Alors que les poulets muselés mis à l'affiche par l'ASIN viennent de sauver leur tête avec le net refus de l'initiative «Oui à l'Europe !», qui risque de perdre des plumes au lendemain d'une campagne très médiatisée ? Dans les cantons romands, où une très large majorité des partis et des autorités appelait à voter oui, l'échec à entraîner les électeurs est mis au débit de l'ensemble de la classe politique et des médias.

La presque totalité des appareils ayant soutenu l'initiative, ceux qui se sont profilés en sa faveur ne devraient guère être pénalisés, notent ainsi les responsables des partis politiques vaudois désavoués. L'absence de passion dans la campagne est également relevée: il sera plus facile de passer à autre chose. Seule dans ce canton à avoir dit non, l'UDC espère toutefois en recueillir les fruits dans un an, lors des élections cantonales. «Avec un décalage pareil, les autres partis devront mener leur débat interne», souligne le président Guy Parmelin.

Davantage que sur le plan cantonal, c'est au niveau des partis suisses que les leaders politiques romands doivent s'attendre à perdre du crédit, à être davantage marginalisés, même si aucune tête ne va rouler. La NZZ, organe officieux des radicaux zurichois, lance son avertissement aux conseillers nationaux Yves Christen, Marc Suter et Lili Nabholz: «Cette victoire est aussi celle du Parti radical, hélas atténuée par le rôle de quelques personnalités en faveur du oui.»

Au PDC, les conseillers nationaux Jean-Philippe Maitre et François Lachat pourraient voir fondre leur influence. Leurs fonctions dans la direction du parti ne sont pas menacées. Mais la base et les sections alémaniques, très travaillées par le président Adalbert Durrer, ne leur pardonneront guère d'avoir entraîné leur parti dans le camp des perdants. Le syndicaliste Jean-Claude Rennwald, qui s'est battu pour entraîner les syndicats dans le sillage du oui, se retrouvera lui aussi dans une position difficile, aux côtés de Christiane Brunner. Tenter de faire avaler une forte hausse de la TVA comme prix de l'adhésion est un exercice qui laissera des traces dans l'organisation syndicale.

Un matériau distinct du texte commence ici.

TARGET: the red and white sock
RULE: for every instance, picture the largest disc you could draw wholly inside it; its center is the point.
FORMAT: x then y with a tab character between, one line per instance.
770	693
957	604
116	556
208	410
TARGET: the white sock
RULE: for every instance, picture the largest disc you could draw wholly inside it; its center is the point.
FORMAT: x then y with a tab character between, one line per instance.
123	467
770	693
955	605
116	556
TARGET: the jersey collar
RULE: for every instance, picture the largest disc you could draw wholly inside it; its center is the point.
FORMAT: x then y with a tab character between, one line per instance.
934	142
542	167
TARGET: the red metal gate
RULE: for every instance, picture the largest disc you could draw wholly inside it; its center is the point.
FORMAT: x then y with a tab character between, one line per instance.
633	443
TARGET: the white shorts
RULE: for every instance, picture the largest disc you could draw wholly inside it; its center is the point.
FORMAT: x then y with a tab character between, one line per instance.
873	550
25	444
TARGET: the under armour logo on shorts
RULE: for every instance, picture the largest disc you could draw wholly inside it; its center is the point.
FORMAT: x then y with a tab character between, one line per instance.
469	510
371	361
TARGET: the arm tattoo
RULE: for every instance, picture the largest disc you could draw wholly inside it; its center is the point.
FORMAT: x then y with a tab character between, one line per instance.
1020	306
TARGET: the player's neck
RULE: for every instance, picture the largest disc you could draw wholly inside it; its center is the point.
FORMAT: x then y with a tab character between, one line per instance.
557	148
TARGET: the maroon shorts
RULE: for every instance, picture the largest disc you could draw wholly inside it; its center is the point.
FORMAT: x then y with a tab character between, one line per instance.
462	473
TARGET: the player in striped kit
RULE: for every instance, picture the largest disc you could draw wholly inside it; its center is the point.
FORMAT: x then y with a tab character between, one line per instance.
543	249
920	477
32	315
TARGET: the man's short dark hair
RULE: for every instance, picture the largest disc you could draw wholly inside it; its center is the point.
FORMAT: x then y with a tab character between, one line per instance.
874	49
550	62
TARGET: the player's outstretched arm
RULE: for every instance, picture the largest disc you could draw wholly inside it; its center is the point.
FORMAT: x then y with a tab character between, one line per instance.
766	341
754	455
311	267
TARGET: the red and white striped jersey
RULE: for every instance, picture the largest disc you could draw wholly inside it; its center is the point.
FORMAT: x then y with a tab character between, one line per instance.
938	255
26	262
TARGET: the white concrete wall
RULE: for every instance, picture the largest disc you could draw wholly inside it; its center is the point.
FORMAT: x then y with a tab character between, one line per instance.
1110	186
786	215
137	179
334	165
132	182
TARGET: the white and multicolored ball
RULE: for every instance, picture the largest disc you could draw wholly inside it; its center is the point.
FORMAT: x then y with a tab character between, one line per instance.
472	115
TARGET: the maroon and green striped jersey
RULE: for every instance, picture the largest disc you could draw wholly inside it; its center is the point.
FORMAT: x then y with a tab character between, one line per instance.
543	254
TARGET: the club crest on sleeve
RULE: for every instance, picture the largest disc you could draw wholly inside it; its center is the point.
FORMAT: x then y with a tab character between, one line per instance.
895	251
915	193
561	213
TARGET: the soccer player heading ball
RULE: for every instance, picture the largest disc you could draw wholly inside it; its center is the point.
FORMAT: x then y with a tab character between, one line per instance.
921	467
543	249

Voit-on émerger, avec le vote de dimanche, une nouvelle génération eurosceptique voire europhobe dans la classe politique romande? Les responsables de parti interrogés par Le Temps s'attendent bel et bien à ce que ces courants s'expriment plus fortement, leurs complexes étant tombés. Mais c'est un effet qu'il est très difficile de mesurer et sur lequel on ne peut pas mettre de noms. La campagne a fait connaître peu de têtes nouvelles, contrairement à 1992, où les Véronique Pürro, François Cherix ou Roger Nordmann avaient fait une apparition remarquée.

Opposants vétérans

Côté non, Nicolas Deiss, «le frère», s'est fait un prénom. Côté non, le banquier genevois Bénédict Hentsch, très impliqué dans le projet de fusion Vaud-Genève, a livré son premier combat national. Mais les opposants étaient souvent des vétérans, comme le radical neuchâtelois Claude Frey. A Lausanne, tandis que le radical Francis Thévoz a empêché la municipalité de soutenir officiellement l'initiative, le syndic socialiste Jean-Jacques Schilt s'est affiché sur les murs de la ville pour le oui. La question européenne ne devrait toutefois guère influencer le combat pour la syndicature de l'automne prochain. Dans le Jura, le président du groupe libéral-radical Alain Schweingruber dénonce les cinq membres du gouvernement qui ont prouvé qu'ils étaient «déconnectés de la réalité». Mais il n'imagine pas pour autant que le fait d'avoir défendu le non fasse émerger des personnalités.

Si l'on ne trouve guère de nouvelles têtes personnifiant le rejet massif de dimanche, il ne sera plus possible d'identifier, comme on l'a volontiers et trop facilement fait jusqu'ici, les europhiles aux jeunes. Les Jeunesses libérales vaudoises, tout comme les radicales de Fribourg-Ville, ont dit non. Charles Geninasca, l'un des représentants de l'ASIN en Suisse romande, prédit du reste que les jeunes, «que l'on a négligés durant la campagne» vont provoquer l'apparition de mouvements reprenant les thèmes de son association.